Werden gesunde und kranke Tiere im Wechsel ausgeschnitten, empfiehlt es sich generell, im Anschluss an die Klauenpflege ein Klauenbad durchzuführen, da es die Desinfektion der Messer und Scheren nach jedem erkrankten Tier überflüssig macht und dadurch ein schnelleres Arbeiten ermöglicht (WINTER 2004b).

Aktuelle Zusammenfassungen der verwendbaren Badelösungen sowie ihrer Vor- und Nachteile findet man bei verschiedenen Autoren (KAULFUß 2004; LOTTNER u.

GANTER 2004; ABBOTT u. LEWIS 2005). Vor Einsatz dieser Mittel sollte das aktuelle Arzneimittelrecht stets darauf geprüft werden, ob eine legale Anwendung dieser Stoffe möglich ist.

Systemische Antibiose:

Die meisten Antibiotika, die gegen gramnegative Bakterien wirksam sind, können auch zur Therapie von Moderhinke-Erkrankungen eingesetzt werden. Unabhängig vom Präparat wird eine einzige, hoch dosierte Behandlung empfohlen (RENDELL u.

CALLINAN 1997; PIRIZ et al. 2001; GREEN et al. 2002). Dadurch können selbst ohne vorausgegangene Klauenpflege Heilungsraten von > 85 % erreicht werden (EGERTON et al. 1968; JORDAN et al. 1996). Drei Punkte limitieren die Einsatzmöglichkeiten:

• Damit die Antibiotika an die Oberfläche der Läsionen diffundieren können, muss für 24 Stunden eine Aufstallung in trockener Umgebung gewährleistet sein; nur so kann an der Hautoberfläche eine höhere Antibiotika-Konzentration als im Serum erreicht werden (EGERTON et al. 1968; EGERTON 2000).

• Es besteht kein Schutz vor Reinfektionen (ABBOTT u. MAXWELL 2002).

• Wartezeiten müssen eingehalten werden (JORDAN et al. 1996; SEAMAN 2003).

Trotz ihrer theoretisch eingeschränkten Wirksamkeit gegen gramnegative Keime gilt die β-Lactam-Gruppe als effektivste zur Bekämpfung der Moderhinke; dies ergab ein Vergleich von 25 ausgewählten Antibiotika bezüglich ihrer Wirksamkeit gegen D.

nodosus und verschiedene Fusobakterien (JIMENEZ et al. 2004a).

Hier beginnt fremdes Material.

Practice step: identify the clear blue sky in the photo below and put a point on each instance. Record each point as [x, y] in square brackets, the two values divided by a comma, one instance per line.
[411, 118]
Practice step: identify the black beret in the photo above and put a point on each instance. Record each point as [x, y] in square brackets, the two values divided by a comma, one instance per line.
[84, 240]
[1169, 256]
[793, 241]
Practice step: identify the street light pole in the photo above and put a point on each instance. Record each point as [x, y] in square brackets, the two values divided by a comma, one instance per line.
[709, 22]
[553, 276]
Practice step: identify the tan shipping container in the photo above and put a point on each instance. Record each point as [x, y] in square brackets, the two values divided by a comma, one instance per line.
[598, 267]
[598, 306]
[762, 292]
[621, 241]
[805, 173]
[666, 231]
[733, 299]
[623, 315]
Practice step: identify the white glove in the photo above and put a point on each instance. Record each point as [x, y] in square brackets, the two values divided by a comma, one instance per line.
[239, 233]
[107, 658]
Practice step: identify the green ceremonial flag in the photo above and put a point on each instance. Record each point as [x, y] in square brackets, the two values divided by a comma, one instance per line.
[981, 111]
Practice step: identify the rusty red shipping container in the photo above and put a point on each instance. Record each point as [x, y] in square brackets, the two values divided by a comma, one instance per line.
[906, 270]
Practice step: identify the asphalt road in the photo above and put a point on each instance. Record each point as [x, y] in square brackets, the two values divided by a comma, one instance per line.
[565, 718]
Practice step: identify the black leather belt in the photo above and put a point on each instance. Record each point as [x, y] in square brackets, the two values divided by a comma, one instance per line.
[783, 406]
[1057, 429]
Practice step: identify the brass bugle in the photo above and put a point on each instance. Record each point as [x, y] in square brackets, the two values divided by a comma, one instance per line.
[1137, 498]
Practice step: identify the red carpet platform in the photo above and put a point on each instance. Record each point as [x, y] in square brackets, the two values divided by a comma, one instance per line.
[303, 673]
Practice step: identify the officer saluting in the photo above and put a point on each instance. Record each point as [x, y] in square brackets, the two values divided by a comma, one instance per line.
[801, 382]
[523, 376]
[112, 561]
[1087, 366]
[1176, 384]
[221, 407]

Bei bestimmten Formen der Moderhinke sowie vor der Beurteilung der Tiere zur Einteilung in eine gesunde und kranke Herde ist die parenterale Antibiose kontraindiziert (ABBOTT u. EGERTON 2003). Die Begründung liegt darin, dass der Einsatz von Antibiotika die Keimflora im Interdigitalspalt der subklinisch infizierten Schafe dahingehend beeinflusst, dass milde entzündliche Veränderungen verschleiert werden, ohne dass es zum Absterben aller D. nodosus Bakterien kommt.

Infektionen werden so gegebenenfalls nicht erkannt.

Zudem bewirkt die parenterale Behandlung mit Antibiotika die Beseitigung des antigenen Stimulus, was in Kombination mit dem Katabolismus der existierenden Antikörper und der Dezimierung der AK-sezernierenden Zellen zu einem Absinken der D. nodosus Antikörper im Serum führt (WHITTINGTON u. NICHOLLS 1995a).